Le projet est suivi par l’entreprise de bâtiment d’Alger (EBA) filiale d’ALRECC. Les manifestants qui ont observé un sit-in devant l’entrée du chantier de Cetim réclament le paiement des quatre derniers mois de salaire, soit depuis janvier, affirme, Samir, un travailleur de l’entreprise. «En février dernier, nous avons enclenché un mouvement de grève pour réclamer le paiement de nos salaires.

L’entreprise avait alors versé uniquement les salaires du mois de novembre et décembre 2018. Nous avons cru que cela ne se reproduira pas, mais les responsables persistent dans leur entêtement et certains veulent emmener l’entreprise à la faillite», ajoute notre interlocuteur. Les travailleurs, plus d’une centaine à avoir protesté, venus de plusieurs wilayas du pays, de Chlef,de Mascara et même de Maghnia, avouent ne pas avoir les moyens pour rendre visite à leurs familles alors que le mois de Ramadhan approche.
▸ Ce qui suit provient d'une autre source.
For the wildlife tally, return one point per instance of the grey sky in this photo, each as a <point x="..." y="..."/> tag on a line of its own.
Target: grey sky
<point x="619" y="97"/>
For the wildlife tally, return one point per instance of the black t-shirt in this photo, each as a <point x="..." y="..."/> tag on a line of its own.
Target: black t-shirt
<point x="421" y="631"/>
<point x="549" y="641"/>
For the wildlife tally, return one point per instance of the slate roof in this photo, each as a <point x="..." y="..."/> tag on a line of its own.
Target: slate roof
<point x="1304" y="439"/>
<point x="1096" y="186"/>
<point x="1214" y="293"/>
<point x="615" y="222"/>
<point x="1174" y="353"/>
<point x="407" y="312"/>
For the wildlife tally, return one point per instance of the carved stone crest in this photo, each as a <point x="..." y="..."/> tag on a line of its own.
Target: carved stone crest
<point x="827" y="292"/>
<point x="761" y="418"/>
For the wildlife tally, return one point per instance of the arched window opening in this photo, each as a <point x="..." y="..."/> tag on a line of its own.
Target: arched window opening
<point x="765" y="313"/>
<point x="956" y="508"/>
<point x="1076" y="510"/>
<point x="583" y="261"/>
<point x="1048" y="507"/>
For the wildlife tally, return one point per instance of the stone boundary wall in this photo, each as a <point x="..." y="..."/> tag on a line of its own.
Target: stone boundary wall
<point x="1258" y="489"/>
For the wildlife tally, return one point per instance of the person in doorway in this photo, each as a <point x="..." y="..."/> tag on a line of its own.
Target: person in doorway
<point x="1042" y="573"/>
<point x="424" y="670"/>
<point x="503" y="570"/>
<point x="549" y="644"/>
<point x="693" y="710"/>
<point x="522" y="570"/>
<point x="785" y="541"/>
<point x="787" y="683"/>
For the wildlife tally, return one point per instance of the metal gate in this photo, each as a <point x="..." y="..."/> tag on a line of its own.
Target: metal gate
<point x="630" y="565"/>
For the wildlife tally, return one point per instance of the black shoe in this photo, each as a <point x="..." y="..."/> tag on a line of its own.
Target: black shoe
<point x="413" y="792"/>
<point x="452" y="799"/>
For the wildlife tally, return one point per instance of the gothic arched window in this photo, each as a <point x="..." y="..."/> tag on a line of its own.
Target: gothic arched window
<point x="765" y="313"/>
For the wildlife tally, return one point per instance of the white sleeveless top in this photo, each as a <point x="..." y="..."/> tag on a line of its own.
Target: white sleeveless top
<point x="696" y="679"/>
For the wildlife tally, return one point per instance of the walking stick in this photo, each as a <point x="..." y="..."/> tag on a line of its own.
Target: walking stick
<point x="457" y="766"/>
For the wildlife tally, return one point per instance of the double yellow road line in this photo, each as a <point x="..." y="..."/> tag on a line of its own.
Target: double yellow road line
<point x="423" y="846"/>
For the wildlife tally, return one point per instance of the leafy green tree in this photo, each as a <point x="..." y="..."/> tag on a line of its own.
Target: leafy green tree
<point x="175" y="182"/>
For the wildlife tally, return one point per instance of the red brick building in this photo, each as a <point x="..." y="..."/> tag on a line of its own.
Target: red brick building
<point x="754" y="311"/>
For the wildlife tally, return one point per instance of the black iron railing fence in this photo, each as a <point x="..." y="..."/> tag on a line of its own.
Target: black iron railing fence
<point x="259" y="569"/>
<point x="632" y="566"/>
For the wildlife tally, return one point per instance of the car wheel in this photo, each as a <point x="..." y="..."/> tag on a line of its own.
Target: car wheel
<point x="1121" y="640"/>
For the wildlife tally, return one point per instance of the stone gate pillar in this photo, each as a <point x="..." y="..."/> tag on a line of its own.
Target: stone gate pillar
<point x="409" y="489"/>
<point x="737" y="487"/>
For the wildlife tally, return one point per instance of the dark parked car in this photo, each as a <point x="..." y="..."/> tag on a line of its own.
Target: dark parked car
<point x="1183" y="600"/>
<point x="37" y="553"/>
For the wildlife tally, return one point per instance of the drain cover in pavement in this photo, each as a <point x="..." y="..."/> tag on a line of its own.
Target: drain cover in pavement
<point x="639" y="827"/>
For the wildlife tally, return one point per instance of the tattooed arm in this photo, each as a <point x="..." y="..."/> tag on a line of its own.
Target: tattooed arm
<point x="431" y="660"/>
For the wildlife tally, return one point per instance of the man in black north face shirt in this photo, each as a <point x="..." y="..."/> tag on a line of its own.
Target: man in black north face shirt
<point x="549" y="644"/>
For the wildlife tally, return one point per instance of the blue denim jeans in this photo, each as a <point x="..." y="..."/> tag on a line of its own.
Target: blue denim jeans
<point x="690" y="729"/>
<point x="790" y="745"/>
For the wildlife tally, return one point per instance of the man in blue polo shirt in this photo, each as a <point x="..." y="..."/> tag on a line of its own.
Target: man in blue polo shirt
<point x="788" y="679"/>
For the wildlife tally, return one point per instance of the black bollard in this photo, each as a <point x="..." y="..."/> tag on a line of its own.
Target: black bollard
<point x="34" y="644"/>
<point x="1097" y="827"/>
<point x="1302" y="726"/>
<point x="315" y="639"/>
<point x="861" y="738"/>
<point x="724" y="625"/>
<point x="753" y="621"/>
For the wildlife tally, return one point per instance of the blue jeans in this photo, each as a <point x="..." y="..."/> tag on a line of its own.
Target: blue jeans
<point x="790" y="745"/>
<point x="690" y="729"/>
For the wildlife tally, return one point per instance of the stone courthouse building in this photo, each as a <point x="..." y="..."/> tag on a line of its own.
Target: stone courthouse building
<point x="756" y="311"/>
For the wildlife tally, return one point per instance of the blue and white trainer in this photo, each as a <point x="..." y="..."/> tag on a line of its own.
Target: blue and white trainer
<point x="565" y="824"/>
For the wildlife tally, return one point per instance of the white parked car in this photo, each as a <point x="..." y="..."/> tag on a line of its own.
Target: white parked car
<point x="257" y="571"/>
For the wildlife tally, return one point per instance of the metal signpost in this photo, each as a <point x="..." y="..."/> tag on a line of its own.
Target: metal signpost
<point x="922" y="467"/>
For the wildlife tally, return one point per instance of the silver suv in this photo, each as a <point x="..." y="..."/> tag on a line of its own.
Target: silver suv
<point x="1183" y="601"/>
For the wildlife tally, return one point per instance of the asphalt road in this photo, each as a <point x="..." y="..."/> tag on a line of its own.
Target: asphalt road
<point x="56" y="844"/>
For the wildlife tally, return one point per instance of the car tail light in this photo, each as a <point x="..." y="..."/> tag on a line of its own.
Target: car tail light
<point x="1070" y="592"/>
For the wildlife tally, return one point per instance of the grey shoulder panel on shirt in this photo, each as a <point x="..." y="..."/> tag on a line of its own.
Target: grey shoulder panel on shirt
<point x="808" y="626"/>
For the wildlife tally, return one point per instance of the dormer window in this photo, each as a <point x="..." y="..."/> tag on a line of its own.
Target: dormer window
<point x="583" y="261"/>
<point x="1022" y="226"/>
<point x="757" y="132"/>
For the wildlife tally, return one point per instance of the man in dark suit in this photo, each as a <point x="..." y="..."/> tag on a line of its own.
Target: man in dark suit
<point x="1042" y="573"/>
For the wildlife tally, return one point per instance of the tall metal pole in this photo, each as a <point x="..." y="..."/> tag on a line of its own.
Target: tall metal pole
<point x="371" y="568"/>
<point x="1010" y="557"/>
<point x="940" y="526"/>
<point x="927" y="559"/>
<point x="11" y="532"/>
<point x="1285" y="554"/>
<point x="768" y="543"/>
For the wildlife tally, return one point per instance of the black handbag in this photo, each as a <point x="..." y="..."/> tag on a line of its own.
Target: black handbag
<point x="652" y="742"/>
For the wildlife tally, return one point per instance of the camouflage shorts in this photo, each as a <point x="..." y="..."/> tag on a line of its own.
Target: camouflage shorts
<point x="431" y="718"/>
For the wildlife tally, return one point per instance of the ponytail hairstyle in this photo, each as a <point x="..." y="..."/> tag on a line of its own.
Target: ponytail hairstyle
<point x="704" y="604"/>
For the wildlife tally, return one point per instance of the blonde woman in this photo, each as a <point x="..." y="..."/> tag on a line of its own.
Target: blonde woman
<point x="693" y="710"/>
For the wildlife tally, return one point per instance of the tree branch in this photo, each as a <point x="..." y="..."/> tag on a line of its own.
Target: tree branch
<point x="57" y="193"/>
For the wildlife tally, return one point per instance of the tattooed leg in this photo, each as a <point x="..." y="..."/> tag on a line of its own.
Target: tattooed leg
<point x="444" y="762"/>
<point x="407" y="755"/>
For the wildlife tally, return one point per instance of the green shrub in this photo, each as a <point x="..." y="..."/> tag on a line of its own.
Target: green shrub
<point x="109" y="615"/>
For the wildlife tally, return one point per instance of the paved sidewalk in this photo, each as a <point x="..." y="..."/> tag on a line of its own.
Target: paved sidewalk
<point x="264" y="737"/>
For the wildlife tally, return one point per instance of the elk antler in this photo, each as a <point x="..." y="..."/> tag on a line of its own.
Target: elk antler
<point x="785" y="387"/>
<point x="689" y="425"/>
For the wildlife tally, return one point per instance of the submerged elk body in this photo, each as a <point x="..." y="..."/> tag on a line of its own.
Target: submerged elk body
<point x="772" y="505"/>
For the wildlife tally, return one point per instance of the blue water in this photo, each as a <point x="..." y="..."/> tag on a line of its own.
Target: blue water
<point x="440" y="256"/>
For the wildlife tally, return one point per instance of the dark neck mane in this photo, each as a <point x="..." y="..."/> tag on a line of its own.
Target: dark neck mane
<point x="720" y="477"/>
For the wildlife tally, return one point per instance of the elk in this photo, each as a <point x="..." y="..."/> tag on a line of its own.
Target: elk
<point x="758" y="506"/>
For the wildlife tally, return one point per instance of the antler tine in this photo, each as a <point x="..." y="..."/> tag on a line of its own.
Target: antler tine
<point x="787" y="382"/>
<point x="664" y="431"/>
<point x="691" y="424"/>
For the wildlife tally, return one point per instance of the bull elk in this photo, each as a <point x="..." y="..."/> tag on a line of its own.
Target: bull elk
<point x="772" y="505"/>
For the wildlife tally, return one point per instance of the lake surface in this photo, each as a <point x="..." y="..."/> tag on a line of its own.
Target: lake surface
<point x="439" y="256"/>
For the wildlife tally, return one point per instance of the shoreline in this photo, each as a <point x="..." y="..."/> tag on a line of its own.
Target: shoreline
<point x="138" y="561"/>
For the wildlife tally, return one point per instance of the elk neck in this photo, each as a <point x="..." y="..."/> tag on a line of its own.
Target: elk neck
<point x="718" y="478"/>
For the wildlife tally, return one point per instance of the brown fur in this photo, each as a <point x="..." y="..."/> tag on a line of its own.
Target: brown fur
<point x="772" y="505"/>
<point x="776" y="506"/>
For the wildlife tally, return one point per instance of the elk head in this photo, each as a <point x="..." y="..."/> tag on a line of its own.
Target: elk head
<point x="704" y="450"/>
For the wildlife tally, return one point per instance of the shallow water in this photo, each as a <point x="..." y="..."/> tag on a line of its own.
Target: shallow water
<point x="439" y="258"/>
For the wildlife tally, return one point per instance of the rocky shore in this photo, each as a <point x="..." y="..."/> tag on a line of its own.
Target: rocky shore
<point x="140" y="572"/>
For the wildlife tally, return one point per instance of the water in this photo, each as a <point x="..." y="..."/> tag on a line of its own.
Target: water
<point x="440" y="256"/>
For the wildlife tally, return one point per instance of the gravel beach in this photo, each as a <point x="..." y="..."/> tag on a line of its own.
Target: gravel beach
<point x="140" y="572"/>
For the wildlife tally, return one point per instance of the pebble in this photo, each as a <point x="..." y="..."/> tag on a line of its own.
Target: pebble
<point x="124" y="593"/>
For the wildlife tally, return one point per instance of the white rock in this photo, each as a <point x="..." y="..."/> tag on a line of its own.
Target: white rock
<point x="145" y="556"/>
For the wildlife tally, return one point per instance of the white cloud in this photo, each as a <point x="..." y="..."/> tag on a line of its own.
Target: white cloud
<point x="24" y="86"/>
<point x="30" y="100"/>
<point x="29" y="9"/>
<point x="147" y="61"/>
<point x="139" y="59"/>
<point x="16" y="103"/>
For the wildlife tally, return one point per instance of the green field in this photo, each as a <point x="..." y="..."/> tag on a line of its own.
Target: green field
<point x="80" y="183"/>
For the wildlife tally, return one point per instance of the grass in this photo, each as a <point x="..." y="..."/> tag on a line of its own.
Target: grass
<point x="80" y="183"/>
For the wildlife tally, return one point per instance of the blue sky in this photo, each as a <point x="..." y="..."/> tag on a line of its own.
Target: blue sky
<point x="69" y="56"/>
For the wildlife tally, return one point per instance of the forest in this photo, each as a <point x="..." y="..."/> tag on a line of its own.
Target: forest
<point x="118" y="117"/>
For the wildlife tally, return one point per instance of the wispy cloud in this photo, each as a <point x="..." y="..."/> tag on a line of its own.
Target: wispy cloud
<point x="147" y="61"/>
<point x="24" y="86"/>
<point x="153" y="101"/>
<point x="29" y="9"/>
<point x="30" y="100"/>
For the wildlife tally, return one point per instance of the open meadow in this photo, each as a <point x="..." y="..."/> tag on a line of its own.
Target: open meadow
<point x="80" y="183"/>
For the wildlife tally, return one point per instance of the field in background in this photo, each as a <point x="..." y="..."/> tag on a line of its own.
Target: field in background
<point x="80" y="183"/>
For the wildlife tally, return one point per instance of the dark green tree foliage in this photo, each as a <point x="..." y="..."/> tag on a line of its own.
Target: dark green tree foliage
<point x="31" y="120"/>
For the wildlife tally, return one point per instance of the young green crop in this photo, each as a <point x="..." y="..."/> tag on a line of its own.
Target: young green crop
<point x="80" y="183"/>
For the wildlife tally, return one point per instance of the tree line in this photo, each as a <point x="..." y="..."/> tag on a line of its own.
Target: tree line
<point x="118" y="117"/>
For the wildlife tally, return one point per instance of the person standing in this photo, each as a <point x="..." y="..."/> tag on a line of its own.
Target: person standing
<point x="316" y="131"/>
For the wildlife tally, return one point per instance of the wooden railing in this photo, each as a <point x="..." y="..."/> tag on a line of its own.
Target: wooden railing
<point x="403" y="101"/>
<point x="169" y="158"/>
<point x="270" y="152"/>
Ils ont accroché sur le grillage du chantier plusieurs banderoles sur lesquelles on pouvait lire «Les travailleurs d’ALRECC sont en grève illimitée», «Nous réclamons le paiement de nos salaires des quatre mois derniers », «Ceux qui ont contribué à la faillite de l’entreprise doivent répondre de leurs actes», «Non à la hogra, non à l’esclavagisme moderne». Les manifestants ont dénoncé, par ailleurs, le licenciement de 11 travailleurs dont 05 à l’EBA et les autres à ALRECC. Ils dénoncent un licenciement abusif au lieu de trouver une issue favorable aux problèmes de l’entreprise et ceux des travailleurs par l’ouverture d’un dialogue.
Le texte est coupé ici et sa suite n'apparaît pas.